Another American, Margaret Hoelzer, took bronze in 58.34.
"The ball's starting to roll," Phelps said. "Last year in Melbourne (at the world championships) one swim started it, and then swims just started happening one after another after another. We had a great morning this morning and hopefully we can set up some more good swims tonight and keep the ball rolling."
The U.S. dominance was broken only by Australia's Leisel Jones, who made up for a disappointing bronze four years ago by winning the 100 breaststroke in 1:05.17, just eight-hundredths off her own world record. Rebecca Soni, who got in the event after fellow American Jessica Hardy tested positive for drugs last month, took advantage of her opportunity by winning the silver in 1:06.73.
"It almost felt like less pressure because it wasn't initially my event," Soni said. "I don't think it's necessarily fair what happened, but rules are rules and I'm just doing what I'm told."
Mirna Jukic of Austria got the bronze (1:07.34).
The day before, Phelps led a raucous celebration on deck after Jason Lezak improbably caught France's Alain Bernard on the final stroke to give the Americans a thrilling relay win. He thrust both fists in the air and let out a long scream before burying himself with Lezak, Cullen Jones and Garrett Weber-Gale in a group hug.
There was no such drama this time. He has no equal in China.
Phelps touched the wall two full body lengths ahead of everyone else, put his right index finger in the air and matter-of-factly climbed from the pool.
After the medal ceremony, Phelps changed into a different suit -- ditching the one that covers his stomach and chest for one that merely goes from waist to ankles -- to swim in the semifinals of the 200 fly.
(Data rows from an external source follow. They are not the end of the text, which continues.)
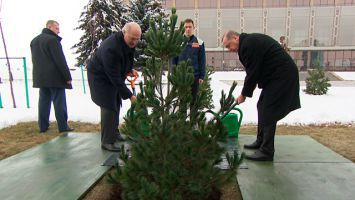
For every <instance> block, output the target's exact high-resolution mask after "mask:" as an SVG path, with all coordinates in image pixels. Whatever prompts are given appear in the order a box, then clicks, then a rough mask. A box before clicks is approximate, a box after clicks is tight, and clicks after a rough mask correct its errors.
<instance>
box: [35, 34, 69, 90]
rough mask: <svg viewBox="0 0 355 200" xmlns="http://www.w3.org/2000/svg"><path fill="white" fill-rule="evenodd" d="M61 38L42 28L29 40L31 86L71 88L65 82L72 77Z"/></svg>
mask: <svg viewBox="0 0 355 200" xmlns="http://www.w3.org/2000/svg"><path fill="white" fill-rule="evenodd" d="M61 40H62V38H61V37H59V36H58V35H57V34H55V33H54V32H52V31H51V30H49V29H48V28H44V29H43V30H42V33H41V34H39V35H38V36H37V37H35V38H34V39H33V40H32V41H31V45H30V46H31V53H32V63H33V71H32V75H33V77H32V78H33V87H35V88H42V87H54V88H67V89H71V88H72V86H71V84H67V82H68V81H70V80H72V78H71V75H70V71H69V68H68V65H67V62H66V60H65V56H64V53H63V49H62V45H61V44H60V41H61Z"/></svg>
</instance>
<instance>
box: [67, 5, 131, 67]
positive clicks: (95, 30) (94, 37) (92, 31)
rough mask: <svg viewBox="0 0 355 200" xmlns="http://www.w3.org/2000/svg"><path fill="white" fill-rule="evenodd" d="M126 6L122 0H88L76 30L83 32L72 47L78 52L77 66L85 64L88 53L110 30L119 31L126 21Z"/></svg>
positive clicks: (102, 38) (96, 46)
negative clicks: (76, 42)
mask: <svg viewBox="0 0 355 200" xmlns="http://www.w3.org/2000/svg"><path fill="white" fill-rule="evenodd" d="M127 11H128V6H127V5H126V4H125V3H124V0H90V1H89V3H88V4H87V5H86V6H85V7H84V11H83V12H82V13H81V15H80V19H79V26H78V27H77V28H76V29H77V30H82V31H83V32H84V33H83V35H82V36H81V37H80V41H79V42H78V43H77V44H75V45H74V46H73V47H72V48H73V49H76V51H75V53H77V54H79V56H78V57H77V58H76V60H77V64H76V65H77V66H79V65H82V64H84V65H85V64H86V61H87V60H88V59H89V58H90V55H91V54H92V53H93V52H94V51H95V50H96V48H97V47H98V46H99V45H100V42H101V41H102V40H104V39H105V38H107V37H108V36H109V35H110V34H111V33H112V32H114V31H119V30H121V28H122V27H123V26H124V24H125V23H126V22H127V20H128V19H127V16H126V14H127Z"/></svg>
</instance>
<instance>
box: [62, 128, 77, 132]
mask: <svg viewBox="0 0 355 200" xmlns="http://www.w3.org/2000/svg"><path fill="white" fill-rule="evenodd" d="M70 131H74V129H73V128H68V129H64V130H60V131H59V133H63V132H70Z"/></svg>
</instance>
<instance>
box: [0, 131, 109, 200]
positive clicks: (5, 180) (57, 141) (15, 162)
mask: <svg viewBox="0 0 355 200" xmlns="http://www.w3.org/2000/svg"><path fill="white" fill-rule="evenodd" d="M100 137H101V136H100V134H94V133H92V134H91V133H67V134H64V135H61V136H59V137H56V138H54V139H52V140H50V141H48V142H46V143H43V144H41V145H38V146H35V147H33V148H31V149H28V150H26V151H24V152H21V153H19V154H16V155H14V156H12V157H9V158H6V159H4V160H1V161H0V177H1V178H0V199H1V200H12V199H13V200H19V199H26V200H27V199H45V200H49V199H78V198H79V197H80V196H81V195H82V194H83V193H85V191H86V190H88V189H89V188H90V187H91V186H92V185H93V184H94V183H95V182H96V181H97V180H98V179H99V178H100V177H102V176H103V174H104V173H106V172H107V170H109V169H110V167H105V166H101V165H102V163H103V162H104V161H105V160H106V159H107V157H108V156H109V155H110V153H109V152H107V151H103V150H101V145H100V144H101V142H100V141H101V139H100Z"/></svg>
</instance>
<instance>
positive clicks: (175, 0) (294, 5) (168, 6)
mask: <svg viewBox="0 0 355 200" xmlns="http://www.w3.org/2000/svg"><path fill="white" fill-rule="evenodd" d="M163 5H165V6H166V7H167V8H171V7H173V6H174V5H175V7H176V8H177V9H194V8H218V7H220V8H240V7H244V8H263V7H286V6H290V7H307V6H346V5H355V0H313V1H311V0H288V4H287V0H219V1H217V0H165V1H164V0H163Z"/></svg>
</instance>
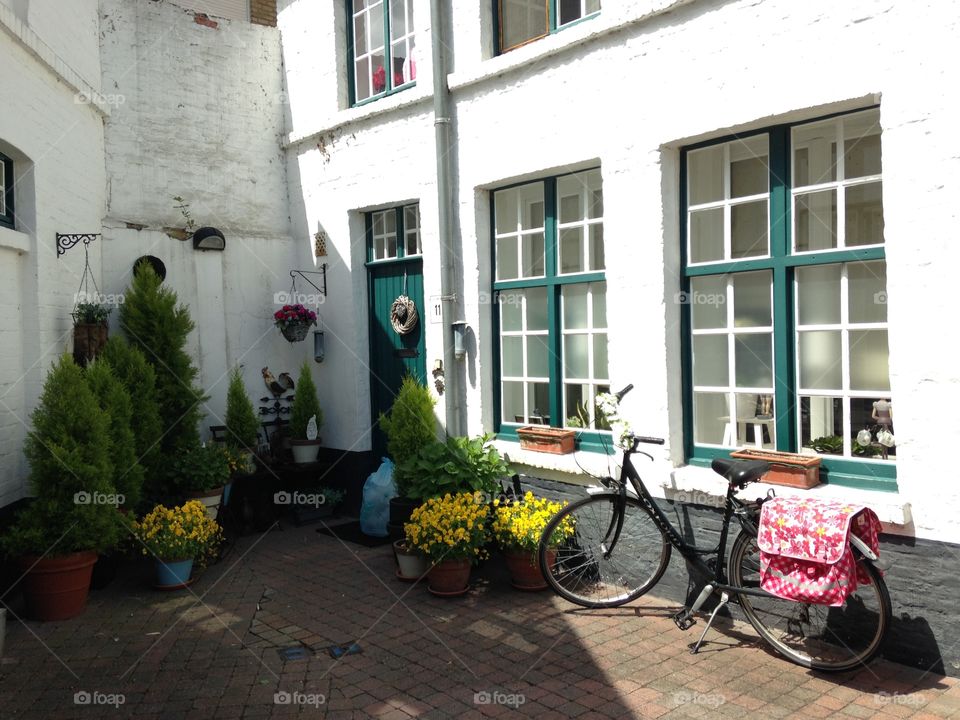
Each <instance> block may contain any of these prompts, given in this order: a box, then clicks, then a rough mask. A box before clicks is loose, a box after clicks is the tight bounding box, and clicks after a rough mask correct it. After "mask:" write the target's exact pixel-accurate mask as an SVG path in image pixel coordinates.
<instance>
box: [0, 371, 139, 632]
mask: <svg viewBox="0 0 960 720" xmlns="http://www.w3.org/2000/svg"><path fill="white" fill-rule="evenodd" d="M32 421H33V429H32V430H31V432H30V434H29V435H28V436H27V441H26V443H25V445H24V454H25V455H26V457H27V460H28V461H29V463H30V486H31V489H32V491H33V494H34V495H35V499H34V500H33V501H32V502H31V503H30V505H29V506H28V507H27V508H26V509H25V510H24V511H23V512H22V513H20V515H19V516H18V517H17V520H16V522H15V523H14V525H13V527H11V528H10V530H9V531H8V533H7V534H6V536H5V537H3V538H2V540H0V542H2V545H3V548H4V550H6V552H8V553H9V554H10V555H12V556H18V557H20V565H21V568H22V570H23V571H24V572H25V573H26V576H25V578H24V582H23V592H24V596H25V598H26V601H27V615H28V616H29V617H31V618H33V619H36V620H66V619H68V618H71V617H74V616H76V615H79V614H80V613H81V612H83V609H84V607H85V606H86V602H87V596H88V594H89V590H90V576H91V571H92V569H93V565H94V563H95V562H96V560H97V554H98V553H99V552H103V551H105V550H109V549H110V548H112V547H114V546H116V544H117V542H118V540H119V538H120V534H121V530H122V526H121V523H120V514H119V513H118V512H117V509H116V499H117V497H116V496H117V492H116V488H115V487H114V486H113V483H112V482H111V480H112V478H113V475H114V467H113V464H112V463H111V461H110V435H109V433H110V419H109V418H108V417H107V414H106V413H105V412H104V411H103V410H101V409H100V405H99V403H98V402H97V398H96V396H95V395H94V393H93V391H91V389H90V386H89V385H88V383H87V381H86V380H85V378H84V376H83V373H82V372H81V370H80V368H79V367H78V366H77V364H76V363H74V361H73V359H72V358H71V357H70V356H68V355H64V356H63V357H61V358H60V360H59V361H58V362H57V364H56V365H54V367H53V369H52V370H51V371H50V373H49V374H48V375H47V378H46V381H45V382H44V387H43V392H42V394H41V396H40V402H39V404H38V406H37V408H36V410H34V412H33V415H32Z"/></svg>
He won the heat and tied his own Olympic record from the win at Athens four years ago, 1:53.70.
"I just wanted to win my heat and set everything up for tomorrow," Phelps said. "Just get through that and prepare myself for tomorrow, that's the most important thing. An afternoon off and it's time to just sort of get as rested as I can, recover, and I probably have to re-shave. Get all of that stuff down."
In the semifinals of the women's 200 free, Katie Hoff advanced with the second-fastest time of 1:57.01. The 19-year-old American, who's like a little sister to Phelps, is still trying to win her first gold medal after settling for bronze and silver in her first two events. She still has three more individual races, plus a relay, to fill that void.
Slovenia's Sara Isakovic was the top qualifier at 1:56.50.
Hoff returned to post the third-fastest time in the semifinals of the 200 individual medley, trailing Coventry (2:09.53) and Australia's Stephanie Rice (2:10.58) in 2:10.90.
It also was a busy morning for Coughlin, who won the other heat in the 200 IM with the fourth-best time overall, 2:11.84.